The youth of Box Hill that the showband is reaching out to largely respond to the offer of musical friendship, with most unplugging at least one earphone to catch a Lady Gaga or Beyonce song.
An older fan, Robert Fraser, 59, dances through all three sets, oblivious to the fact he is mostly dancing solo on the pavement. Fraser is a regular at showband gigs, says Hudson. A middle-aged woman kicks off her heels, dumps her handbag under the watchful gaze of the band's brass section and joins him for a track.
Towards the end of the last set, a trio of teens lose their inhibitions and let their lanky limbs loose. Fans can find performance dates on the police website, which also lists gigs for the other two police bands, Code One and the Victoria Police Pipe Band, which brings bagpipes and drums to many Melbourne parades.
Collectively, the three bands perform about 500 gigs a year and reach about 650,000 Victorians a year. "One of the things the band does is to go find people who can't come to us," Hudson says. "Often it's in an unstable environment not particularly conducive to bands."
In times of hardship and disaster, the showband is dispatched to communities where an uplifting tune can bring some cheer or relief in tough times.
"When there were floods in country Victoria a year ago we had a week-long tour in those regions and based ourselves in Horsham.

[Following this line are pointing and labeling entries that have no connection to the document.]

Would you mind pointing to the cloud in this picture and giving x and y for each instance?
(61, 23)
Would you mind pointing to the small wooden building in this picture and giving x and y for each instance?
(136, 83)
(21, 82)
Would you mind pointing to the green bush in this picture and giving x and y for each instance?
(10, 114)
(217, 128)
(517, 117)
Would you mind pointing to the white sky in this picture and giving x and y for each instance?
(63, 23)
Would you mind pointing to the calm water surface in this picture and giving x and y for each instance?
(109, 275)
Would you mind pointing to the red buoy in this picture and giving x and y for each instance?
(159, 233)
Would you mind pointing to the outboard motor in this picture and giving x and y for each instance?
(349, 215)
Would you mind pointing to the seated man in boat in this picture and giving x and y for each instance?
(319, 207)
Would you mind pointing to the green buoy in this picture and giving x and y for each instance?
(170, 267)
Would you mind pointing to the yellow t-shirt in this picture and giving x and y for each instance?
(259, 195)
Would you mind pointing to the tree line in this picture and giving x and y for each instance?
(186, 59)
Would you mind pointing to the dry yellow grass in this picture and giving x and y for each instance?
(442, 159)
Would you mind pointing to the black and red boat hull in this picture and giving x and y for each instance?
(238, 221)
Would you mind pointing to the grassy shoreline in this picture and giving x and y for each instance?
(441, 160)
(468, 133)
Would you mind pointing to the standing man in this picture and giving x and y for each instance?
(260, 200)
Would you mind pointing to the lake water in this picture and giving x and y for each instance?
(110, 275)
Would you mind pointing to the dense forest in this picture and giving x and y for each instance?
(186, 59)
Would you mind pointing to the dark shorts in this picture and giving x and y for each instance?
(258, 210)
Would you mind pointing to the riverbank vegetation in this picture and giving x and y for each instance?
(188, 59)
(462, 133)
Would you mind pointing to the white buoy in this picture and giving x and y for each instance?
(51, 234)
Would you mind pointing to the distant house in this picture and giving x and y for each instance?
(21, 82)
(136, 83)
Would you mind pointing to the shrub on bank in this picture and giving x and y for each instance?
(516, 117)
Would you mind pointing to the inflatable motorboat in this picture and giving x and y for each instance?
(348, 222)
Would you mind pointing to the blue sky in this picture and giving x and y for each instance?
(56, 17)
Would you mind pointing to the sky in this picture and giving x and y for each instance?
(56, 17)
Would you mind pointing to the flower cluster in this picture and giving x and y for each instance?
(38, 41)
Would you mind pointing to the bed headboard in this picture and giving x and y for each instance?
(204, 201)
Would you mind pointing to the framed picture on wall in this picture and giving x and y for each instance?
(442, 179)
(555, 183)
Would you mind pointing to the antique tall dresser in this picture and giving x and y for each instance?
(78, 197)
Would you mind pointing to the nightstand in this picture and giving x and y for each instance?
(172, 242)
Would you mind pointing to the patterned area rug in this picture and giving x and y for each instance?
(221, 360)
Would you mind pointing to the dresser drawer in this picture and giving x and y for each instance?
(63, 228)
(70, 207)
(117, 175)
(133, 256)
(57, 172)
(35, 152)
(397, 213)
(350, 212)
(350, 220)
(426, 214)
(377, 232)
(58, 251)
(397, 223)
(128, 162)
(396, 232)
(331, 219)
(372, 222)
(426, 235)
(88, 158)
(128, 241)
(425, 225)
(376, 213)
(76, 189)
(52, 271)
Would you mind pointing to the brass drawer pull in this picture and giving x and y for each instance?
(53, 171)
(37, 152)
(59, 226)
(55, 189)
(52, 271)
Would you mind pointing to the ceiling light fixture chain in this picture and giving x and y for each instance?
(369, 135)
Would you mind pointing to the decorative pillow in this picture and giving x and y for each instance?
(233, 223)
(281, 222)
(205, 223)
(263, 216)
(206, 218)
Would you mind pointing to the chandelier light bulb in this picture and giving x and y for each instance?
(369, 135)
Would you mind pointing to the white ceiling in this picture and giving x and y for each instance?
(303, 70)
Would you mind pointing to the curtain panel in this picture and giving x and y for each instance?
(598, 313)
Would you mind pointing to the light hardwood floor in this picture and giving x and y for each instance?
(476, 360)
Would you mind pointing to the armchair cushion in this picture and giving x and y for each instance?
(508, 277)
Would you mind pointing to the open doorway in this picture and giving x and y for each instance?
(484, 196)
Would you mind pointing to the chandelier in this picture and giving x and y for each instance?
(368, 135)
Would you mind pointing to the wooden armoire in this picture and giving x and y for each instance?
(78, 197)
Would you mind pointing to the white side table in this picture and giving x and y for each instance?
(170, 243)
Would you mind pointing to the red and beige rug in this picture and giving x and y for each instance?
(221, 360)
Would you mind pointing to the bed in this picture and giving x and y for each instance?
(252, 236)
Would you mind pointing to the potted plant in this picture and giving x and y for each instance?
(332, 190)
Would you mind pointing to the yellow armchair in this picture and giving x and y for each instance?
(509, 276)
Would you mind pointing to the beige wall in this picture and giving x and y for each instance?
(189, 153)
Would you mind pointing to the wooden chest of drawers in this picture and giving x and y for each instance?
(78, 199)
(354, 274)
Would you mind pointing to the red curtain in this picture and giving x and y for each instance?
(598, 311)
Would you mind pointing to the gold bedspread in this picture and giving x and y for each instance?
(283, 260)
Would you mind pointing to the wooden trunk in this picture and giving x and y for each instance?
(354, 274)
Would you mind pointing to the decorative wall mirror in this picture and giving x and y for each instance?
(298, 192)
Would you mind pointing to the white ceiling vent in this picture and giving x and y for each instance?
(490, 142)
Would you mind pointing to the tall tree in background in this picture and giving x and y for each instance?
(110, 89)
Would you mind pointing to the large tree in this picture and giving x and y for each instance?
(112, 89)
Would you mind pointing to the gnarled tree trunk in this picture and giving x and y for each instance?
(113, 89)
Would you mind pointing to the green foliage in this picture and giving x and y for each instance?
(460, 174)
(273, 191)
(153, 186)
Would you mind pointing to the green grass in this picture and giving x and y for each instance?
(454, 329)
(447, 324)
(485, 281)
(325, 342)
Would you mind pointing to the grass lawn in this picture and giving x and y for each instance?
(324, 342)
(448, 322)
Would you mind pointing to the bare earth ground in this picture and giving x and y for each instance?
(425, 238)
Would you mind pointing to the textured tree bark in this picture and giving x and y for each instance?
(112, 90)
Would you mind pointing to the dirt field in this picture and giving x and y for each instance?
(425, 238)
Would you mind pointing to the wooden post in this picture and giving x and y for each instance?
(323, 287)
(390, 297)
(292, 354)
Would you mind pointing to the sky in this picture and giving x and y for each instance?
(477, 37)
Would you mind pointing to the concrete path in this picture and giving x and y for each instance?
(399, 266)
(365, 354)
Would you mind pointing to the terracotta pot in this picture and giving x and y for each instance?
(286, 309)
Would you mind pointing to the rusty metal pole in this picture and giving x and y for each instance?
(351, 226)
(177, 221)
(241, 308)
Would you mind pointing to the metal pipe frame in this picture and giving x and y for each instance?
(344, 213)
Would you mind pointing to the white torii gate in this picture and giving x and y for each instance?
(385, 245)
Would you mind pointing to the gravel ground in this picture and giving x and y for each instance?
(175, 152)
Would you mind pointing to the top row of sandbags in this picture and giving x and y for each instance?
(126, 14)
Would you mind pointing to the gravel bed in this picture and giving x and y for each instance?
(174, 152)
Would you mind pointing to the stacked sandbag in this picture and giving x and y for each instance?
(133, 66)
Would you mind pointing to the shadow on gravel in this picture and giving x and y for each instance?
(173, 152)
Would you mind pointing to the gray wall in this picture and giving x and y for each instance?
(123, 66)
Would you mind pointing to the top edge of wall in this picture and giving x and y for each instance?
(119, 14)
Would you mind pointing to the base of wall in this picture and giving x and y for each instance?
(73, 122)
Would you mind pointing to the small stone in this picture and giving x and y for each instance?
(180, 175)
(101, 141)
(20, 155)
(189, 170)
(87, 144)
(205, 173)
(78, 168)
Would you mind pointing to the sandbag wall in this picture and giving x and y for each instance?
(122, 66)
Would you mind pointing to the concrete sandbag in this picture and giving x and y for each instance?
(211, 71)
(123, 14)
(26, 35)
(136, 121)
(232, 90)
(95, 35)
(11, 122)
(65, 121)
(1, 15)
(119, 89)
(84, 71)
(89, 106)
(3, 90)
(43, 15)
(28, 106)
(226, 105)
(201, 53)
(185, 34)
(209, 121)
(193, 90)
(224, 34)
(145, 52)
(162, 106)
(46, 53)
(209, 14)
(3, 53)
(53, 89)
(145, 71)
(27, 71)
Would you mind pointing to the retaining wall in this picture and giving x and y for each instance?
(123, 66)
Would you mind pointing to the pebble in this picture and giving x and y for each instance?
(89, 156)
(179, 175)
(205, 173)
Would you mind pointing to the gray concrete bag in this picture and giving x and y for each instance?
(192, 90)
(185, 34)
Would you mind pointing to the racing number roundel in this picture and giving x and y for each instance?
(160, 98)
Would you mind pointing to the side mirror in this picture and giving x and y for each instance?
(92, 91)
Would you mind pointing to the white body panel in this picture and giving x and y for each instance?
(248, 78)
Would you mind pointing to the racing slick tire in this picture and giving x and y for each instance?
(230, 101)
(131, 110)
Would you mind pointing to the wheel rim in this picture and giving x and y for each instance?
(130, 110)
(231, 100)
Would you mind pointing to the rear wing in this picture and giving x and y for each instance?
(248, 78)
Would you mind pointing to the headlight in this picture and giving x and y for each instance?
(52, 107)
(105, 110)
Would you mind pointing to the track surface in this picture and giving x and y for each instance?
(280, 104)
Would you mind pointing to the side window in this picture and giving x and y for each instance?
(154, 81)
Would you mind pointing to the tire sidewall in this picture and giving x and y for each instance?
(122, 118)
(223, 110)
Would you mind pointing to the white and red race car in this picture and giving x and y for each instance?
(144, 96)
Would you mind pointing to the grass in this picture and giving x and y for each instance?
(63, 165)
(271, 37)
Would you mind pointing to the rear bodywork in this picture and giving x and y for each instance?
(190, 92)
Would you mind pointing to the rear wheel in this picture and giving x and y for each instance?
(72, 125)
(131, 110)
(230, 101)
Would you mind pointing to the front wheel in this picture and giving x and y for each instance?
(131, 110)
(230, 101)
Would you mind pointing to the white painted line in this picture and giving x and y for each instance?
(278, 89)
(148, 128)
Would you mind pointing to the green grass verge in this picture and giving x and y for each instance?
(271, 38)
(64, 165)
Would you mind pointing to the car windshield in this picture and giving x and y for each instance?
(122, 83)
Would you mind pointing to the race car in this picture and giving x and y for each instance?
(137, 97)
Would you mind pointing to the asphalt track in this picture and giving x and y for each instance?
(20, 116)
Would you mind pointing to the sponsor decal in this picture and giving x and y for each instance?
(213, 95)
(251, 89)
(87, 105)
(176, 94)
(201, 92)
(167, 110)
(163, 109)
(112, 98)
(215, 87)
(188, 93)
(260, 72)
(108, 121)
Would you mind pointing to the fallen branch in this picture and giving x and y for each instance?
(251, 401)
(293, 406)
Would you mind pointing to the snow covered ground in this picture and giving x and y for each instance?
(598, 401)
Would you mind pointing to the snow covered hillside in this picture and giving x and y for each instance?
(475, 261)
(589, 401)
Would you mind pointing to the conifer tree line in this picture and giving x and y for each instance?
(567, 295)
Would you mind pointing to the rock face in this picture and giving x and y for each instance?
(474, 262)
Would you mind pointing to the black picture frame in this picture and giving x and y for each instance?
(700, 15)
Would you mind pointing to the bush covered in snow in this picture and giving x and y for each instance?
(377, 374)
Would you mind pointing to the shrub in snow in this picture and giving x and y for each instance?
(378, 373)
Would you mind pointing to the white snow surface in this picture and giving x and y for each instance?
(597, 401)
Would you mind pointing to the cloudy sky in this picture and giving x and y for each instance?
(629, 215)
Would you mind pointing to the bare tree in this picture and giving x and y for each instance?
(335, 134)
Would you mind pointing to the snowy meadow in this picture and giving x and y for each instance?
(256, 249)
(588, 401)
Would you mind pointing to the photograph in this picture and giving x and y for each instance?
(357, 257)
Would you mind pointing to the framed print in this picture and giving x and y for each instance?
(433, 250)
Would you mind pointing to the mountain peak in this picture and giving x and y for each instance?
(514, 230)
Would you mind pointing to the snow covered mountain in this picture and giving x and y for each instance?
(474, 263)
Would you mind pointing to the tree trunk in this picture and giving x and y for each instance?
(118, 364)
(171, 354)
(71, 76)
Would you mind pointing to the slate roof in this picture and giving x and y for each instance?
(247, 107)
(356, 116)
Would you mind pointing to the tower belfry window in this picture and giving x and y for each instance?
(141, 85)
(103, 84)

We were bused out to country towns I had never heard of and all 50 people in the town came to see us. When we do a show for them it's the only thing that has made them smile in a long time."
The performances are not all about the music and Beattie spends a lot of time talking to locals.
"That's experiential contact," says Hudson. "The audience doesn't just see a copper in a uniform. They see Elise sing and talk to them and take a positive experience from it."
Beattie recalls a big community memorial service after the 9/11 attacks in the US. "Lots of American expats and government officials were there. I sang the Australian anthem and Daina sang the American anthem. It was one of the hardest things I have had to do. There was not a dry eye in the place.
"After events like that you go home and have a cry. At those emotional gigs, that's when your professional experience comes flooding back because you have got to concentrate on getting the job done."
In addition to Cats, Beattie took lead roles in her school's Gilbert and Sullivan productions and studied voice at Melba Conservatorium and primary teaching in music at Victoria College. She gained professional experience with Dame Joan Sutherland in Othello for the Australian Opera (now Opera Australia) and with
The Wiggles in front of a crowd of 80,000.
"I still have singing lessons because it is important that our music is as high a standard as it can be," Beattie says. "Being with the band involves a regimented lifestyle, especially for the singers to stay fit and healthy.
"In a 10-day fortnight we get four days off, and those 10 days can be at any time. We spend many hours travelling ... being on tour with the band on the bus is like being in a sitcom. There are some incredibly funny personalities."